いつまで授乳?

母乳育児生活も、2年3ヶ月目。きちんと3食、おやつまで食べるけど、おっぱいもしっかり飲む娘は、この春から保育園に通い始める。
二度目のこの母乳育児は、普段は特別なケアもなく、欲しがったら飲ませるという、昔ながらのスタイル。長女の時のように、「おっぱいが猫になっちゃった!」とキッパリ断乳する予定もなく、本人も、まさか大好きなおっぱいが飲めなくなるとは微塵も思っていないでしょう。「もういらない」と子ども自身が言う日まで、飲める時は飲んだらいいやん、とぼんやり考えています。
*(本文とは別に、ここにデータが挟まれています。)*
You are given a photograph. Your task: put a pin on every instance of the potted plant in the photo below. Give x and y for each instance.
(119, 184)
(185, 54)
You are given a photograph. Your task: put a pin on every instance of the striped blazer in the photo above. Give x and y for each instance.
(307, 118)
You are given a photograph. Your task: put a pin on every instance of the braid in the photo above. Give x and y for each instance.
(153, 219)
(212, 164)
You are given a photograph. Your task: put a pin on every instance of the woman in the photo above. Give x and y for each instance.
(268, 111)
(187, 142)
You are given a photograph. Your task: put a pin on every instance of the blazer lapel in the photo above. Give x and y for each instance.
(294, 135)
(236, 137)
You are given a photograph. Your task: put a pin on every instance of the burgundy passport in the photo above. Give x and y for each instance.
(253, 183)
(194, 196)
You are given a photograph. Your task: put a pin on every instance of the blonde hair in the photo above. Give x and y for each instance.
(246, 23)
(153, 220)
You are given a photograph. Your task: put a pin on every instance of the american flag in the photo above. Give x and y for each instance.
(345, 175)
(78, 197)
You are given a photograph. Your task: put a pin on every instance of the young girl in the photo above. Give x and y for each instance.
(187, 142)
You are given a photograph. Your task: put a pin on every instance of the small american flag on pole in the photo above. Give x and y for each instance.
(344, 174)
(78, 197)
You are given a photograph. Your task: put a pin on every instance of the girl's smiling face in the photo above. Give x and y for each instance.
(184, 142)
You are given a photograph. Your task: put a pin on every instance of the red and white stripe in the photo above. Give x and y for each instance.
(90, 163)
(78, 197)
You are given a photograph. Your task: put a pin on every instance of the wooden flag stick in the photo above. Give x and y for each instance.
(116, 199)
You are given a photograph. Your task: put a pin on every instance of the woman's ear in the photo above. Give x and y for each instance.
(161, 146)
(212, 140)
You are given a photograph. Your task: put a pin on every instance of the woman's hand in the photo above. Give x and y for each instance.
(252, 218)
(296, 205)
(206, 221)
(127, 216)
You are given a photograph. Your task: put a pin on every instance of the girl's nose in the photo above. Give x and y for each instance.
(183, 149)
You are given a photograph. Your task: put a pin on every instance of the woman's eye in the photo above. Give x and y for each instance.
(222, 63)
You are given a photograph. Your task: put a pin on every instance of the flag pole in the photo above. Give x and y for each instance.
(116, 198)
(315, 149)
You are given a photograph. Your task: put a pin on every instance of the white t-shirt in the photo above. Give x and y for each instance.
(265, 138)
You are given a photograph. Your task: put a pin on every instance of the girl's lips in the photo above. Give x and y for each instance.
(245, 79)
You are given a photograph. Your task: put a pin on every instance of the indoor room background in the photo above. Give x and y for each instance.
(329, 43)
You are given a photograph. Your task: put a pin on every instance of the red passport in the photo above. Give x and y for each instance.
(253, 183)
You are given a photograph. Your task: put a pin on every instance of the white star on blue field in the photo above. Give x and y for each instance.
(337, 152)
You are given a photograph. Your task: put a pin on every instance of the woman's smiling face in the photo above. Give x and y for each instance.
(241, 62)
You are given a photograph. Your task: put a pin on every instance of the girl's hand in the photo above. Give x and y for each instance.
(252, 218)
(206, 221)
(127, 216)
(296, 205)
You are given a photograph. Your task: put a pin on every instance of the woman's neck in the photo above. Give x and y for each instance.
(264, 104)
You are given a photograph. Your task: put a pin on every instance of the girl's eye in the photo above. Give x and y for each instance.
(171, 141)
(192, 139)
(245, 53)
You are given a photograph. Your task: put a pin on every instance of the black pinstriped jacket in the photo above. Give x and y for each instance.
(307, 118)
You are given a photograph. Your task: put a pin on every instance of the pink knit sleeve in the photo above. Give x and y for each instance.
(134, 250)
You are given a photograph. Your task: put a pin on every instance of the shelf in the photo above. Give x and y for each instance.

ところが、保育園入園が決まった頃から、チラホラ聞こえてくる言葉

「そろそろおっぱいも終わりにしないとね」


娘も私もキョトンとして、その言葉の意味を考える。園の生活が始まったらおっぱいサヨナラしなくちゃダメ? 涙 私、保育園ではオッパイ!オッパイ!と欲しがったりしないよー、だったママいないんだもん。だけど朝と寝る時は一緒なんだから、オッパイオッパイって欲しがってもいいよね…? 私寝る時オッパイがないと悲しいわ。毛布の角をかじって眠らなくちゃいけないなんて、そんなのイヤだわ悲しい
たぶん私が娘だったら、こんな風に思うだろうなー、と思う。そして、「いいよ、いいよ、昼間は一緒じゃないから無理だけど、一緒の時は飲んでもいいんよ。バイバイできそうな時がきたら教えてね。」と、私は思っている。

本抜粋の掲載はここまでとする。